N. H. Oh, P. A. Seib, and D. S. Chung. Copyright 1985 by the American Association of Cereal Chemists, Inc.
Response-surface methodology was used to examine the effects of five variables on the quality of oriental dry noodles. The variables were water absorption, dough pH, mixing time, roll speed, and reduction percentage in roll gap. The seven responses were color and breaking stress of uncooked noodles, and surface firmness, cutting stress, resistance to compression, cooked weight, and cooking loss of cooked noodles. The measure-of-fit indicated that variability in color, breaking stress, cutting stress, resistance to compression, and surface firmness were accounted for by two to four of the variables (R2 = 0.94-0.69) but variability in cooked weight and cooking loss were not. Water absorption and dough pH significantly affected the majority of quality characteristics of noodles, whereas roll speed and reduction percentage in roll gap affected the surface properties of cooked noodles. Mixing time was the least significant variable.
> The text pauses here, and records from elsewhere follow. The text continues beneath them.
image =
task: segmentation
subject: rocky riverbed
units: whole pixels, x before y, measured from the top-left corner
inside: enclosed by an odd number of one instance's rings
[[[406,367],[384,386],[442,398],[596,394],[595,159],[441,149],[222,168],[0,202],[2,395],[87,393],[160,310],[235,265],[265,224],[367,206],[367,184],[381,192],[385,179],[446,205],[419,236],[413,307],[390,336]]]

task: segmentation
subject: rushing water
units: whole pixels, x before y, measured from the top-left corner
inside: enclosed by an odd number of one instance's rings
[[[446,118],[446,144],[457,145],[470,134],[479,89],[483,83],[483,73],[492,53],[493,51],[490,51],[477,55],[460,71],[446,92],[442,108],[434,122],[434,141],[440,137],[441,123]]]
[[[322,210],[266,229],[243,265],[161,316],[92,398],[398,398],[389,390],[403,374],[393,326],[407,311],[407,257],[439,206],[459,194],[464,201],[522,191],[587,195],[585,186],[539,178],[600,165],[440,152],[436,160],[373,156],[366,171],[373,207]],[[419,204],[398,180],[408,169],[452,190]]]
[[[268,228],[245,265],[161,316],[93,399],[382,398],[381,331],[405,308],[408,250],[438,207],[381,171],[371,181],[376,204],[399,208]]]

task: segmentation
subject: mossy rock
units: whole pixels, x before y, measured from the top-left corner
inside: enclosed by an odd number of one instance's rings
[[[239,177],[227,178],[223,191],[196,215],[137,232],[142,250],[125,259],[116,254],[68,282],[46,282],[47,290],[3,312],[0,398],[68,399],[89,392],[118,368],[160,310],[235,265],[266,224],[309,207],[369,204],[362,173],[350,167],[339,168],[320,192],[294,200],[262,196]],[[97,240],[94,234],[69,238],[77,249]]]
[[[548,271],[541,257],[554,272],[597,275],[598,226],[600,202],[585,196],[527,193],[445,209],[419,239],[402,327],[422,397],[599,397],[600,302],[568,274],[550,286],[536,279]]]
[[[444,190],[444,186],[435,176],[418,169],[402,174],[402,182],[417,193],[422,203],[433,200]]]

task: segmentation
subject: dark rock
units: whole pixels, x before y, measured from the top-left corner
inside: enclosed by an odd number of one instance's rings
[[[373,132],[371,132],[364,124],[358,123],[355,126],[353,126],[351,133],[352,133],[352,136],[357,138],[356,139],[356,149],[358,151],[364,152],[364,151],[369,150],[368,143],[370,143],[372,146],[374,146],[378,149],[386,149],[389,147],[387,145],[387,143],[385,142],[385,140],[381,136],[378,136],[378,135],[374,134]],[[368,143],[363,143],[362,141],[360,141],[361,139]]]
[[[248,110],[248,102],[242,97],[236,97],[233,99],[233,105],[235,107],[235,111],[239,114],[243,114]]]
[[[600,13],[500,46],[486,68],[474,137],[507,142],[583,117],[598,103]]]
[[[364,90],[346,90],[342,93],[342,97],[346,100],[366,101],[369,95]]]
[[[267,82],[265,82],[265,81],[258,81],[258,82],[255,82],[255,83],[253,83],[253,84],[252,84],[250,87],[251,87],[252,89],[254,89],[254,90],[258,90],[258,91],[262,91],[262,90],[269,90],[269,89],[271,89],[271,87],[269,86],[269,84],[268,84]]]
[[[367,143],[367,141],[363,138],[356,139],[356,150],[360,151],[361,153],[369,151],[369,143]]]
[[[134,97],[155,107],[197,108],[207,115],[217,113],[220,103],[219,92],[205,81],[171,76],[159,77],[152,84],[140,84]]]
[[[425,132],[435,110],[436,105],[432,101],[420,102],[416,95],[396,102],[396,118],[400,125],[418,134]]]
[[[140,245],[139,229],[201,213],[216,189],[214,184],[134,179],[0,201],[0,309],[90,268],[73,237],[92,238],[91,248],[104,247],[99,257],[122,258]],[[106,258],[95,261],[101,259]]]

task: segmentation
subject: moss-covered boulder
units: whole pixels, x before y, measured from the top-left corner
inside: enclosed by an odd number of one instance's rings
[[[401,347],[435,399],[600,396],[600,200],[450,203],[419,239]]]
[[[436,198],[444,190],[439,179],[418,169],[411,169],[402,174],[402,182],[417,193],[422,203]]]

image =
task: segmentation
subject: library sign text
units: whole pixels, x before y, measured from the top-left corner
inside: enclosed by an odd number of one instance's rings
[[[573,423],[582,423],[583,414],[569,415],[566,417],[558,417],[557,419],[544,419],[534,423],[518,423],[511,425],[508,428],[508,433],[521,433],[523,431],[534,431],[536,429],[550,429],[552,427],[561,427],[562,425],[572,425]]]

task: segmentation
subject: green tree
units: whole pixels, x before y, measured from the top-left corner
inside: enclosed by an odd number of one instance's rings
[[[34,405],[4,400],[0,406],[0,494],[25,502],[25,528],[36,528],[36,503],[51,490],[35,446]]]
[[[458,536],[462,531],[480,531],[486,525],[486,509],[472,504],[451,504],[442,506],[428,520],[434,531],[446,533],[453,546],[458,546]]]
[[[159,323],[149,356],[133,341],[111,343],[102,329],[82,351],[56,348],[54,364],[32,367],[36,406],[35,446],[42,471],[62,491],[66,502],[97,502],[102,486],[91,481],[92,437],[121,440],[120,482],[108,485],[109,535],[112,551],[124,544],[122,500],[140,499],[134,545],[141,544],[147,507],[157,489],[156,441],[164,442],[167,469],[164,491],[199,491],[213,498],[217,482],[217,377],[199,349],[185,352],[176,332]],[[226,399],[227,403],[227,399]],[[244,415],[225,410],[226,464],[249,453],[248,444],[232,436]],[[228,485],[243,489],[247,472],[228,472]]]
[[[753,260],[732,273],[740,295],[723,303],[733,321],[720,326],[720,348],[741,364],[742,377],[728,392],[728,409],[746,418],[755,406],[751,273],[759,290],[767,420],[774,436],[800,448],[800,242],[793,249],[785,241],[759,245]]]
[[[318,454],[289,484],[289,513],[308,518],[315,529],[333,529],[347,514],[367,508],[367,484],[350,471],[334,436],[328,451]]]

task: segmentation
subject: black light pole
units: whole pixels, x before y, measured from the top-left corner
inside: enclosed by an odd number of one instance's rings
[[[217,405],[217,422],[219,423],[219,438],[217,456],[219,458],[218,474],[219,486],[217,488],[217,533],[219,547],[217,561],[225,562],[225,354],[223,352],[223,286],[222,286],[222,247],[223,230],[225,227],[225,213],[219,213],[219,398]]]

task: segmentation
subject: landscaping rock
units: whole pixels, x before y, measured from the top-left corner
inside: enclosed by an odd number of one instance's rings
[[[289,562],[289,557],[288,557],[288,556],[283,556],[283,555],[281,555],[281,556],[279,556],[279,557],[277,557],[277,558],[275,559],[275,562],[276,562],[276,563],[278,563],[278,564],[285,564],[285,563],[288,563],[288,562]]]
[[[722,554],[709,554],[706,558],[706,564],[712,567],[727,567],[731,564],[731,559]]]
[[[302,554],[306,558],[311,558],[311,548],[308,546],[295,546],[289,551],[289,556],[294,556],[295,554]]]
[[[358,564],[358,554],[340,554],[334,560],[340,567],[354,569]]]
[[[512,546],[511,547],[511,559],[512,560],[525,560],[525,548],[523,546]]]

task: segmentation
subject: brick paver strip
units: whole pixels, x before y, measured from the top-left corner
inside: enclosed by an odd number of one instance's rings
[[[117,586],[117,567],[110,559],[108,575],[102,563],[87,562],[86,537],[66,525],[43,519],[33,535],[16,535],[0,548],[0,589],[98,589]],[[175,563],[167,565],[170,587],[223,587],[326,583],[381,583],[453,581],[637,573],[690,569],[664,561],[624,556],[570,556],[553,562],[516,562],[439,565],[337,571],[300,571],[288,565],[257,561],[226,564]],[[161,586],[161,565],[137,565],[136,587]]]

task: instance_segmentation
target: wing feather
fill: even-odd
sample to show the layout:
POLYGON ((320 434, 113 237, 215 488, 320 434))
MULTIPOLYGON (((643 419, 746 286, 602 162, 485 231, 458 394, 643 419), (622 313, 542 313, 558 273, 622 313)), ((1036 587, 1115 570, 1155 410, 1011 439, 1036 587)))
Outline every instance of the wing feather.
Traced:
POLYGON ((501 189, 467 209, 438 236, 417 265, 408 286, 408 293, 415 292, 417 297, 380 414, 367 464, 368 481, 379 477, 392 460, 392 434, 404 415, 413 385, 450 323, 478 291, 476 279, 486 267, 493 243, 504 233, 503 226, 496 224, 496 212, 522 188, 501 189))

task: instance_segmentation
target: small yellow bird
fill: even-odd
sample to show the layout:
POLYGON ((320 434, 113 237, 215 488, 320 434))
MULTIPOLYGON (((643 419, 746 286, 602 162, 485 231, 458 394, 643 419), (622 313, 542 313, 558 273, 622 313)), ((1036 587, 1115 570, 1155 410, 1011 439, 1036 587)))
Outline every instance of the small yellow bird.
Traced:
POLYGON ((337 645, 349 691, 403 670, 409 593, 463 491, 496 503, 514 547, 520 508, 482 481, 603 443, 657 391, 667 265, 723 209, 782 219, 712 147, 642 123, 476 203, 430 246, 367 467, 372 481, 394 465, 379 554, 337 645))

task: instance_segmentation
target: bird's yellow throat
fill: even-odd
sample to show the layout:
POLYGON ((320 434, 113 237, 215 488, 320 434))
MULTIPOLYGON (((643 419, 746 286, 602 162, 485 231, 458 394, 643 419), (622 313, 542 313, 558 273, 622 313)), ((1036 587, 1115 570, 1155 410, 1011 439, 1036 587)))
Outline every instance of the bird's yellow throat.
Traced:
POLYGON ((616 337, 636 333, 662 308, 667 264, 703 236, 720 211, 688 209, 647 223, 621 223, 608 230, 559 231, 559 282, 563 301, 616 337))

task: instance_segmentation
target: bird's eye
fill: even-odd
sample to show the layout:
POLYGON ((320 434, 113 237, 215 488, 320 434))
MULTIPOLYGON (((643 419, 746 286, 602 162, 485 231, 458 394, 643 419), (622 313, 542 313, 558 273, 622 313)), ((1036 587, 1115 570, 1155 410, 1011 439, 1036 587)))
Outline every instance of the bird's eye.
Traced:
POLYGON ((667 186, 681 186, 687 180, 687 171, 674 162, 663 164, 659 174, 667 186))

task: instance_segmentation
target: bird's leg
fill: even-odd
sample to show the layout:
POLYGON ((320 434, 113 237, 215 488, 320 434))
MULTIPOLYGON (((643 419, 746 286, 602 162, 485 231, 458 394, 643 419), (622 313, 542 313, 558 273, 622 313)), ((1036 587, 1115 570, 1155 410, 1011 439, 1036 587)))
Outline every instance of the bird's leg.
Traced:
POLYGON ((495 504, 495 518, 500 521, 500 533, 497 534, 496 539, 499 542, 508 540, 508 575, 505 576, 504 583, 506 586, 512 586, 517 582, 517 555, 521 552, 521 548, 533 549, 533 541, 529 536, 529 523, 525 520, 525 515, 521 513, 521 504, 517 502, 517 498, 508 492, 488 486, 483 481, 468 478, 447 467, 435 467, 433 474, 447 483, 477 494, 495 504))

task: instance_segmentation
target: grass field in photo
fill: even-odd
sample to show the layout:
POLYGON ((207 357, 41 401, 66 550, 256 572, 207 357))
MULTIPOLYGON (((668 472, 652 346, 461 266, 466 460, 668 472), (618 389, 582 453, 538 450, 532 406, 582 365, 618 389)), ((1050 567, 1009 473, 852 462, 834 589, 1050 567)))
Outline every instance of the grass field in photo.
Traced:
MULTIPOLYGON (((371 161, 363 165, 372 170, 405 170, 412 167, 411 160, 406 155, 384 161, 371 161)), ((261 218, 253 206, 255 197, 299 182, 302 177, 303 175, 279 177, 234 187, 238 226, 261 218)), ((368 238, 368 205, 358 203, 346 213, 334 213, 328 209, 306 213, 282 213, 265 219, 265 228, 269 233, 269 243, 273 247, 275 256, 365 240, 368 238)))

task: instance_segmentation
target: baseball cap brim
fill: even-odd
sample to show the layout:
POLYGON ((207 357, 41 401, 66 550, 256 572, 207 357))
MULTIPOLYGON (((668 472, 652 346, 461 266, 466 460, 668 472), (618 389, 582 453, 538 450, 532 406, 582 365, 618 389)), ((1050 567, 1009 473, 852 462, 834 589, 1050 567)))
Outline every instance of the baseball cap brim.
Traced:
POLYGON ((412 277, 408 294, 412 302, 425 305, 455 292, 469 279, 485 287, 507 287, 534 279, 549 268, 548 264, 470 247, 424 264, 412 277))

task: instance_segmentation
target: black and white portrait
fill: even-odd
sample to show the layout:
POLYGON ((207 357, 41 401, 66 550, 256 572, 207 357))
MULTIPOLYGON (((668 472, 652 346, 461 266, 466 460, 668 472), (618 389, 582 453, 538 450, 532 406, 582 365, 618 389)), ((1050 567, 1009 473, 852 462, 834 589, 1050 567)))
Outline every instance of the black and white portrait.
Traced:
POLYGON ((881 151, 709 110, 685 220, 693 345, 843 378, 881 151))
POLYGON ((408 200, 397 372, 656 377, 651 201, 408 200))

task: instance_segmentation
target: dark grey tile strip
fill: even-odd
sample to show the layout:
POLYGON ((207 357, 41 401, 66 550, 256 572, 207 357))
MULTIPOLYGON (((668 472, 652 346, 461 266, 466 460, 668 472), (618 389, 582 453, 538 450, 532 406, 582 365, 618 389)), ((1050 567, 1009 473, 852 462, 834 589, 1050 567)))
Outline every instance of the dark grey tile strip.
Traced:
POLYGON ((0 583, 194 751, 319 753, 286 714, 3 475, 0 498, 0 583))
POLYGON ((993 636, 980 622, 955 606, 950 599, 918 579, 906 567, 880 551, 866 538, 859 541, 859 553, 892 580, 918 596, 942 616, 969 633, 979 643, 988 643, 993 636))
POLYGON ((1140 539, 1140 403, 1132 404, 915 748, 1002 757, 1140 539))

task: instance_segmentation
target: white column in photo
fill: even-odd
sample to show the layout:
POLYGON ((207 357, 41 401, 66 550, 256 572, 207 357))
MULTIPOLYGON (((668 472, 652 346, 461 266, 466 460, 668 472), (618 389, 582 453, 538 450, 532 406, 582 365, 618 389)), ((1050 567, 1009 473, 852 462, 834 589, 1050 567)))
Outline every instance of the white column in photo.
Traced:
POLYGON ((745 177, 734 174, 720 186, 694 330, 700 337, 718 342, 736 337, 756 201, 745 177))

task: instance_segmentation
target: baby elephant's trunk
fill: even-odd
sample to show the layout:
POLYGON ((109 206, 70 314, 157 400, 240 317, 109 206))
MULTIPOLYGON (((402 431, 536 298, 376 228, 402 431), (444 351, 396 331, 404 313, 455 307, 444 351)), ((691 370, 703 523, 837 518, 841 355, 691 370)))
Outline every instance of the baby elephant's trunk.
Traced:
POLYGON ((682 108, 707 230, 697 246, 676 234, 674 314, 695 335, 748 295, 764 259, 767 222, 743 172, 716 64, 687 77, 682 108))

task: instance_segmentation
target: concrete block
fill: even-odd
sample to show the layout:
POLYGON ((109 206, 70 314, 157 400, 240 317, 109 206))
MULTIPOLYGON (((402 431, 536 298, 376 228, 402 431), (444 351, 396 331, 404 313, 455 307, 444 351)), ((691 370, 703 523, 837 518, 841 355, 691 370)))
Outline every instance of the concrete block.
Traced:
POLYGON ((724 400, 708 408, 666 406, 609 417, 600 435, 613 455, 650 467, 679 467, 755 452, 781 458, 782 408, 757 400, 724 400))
The conditions most suitable for laboratory preparation of oriental dry noodles were: optimum absorption determined by the handling properties of sheeted dough, neutral dough pH, minimum mixing to form small spheres of dough (approximately 5 mm diameter) distributed uniformly in a continuous flour phase, 30% reduction in roll-gap setting, and a slow roll speed during sheeting.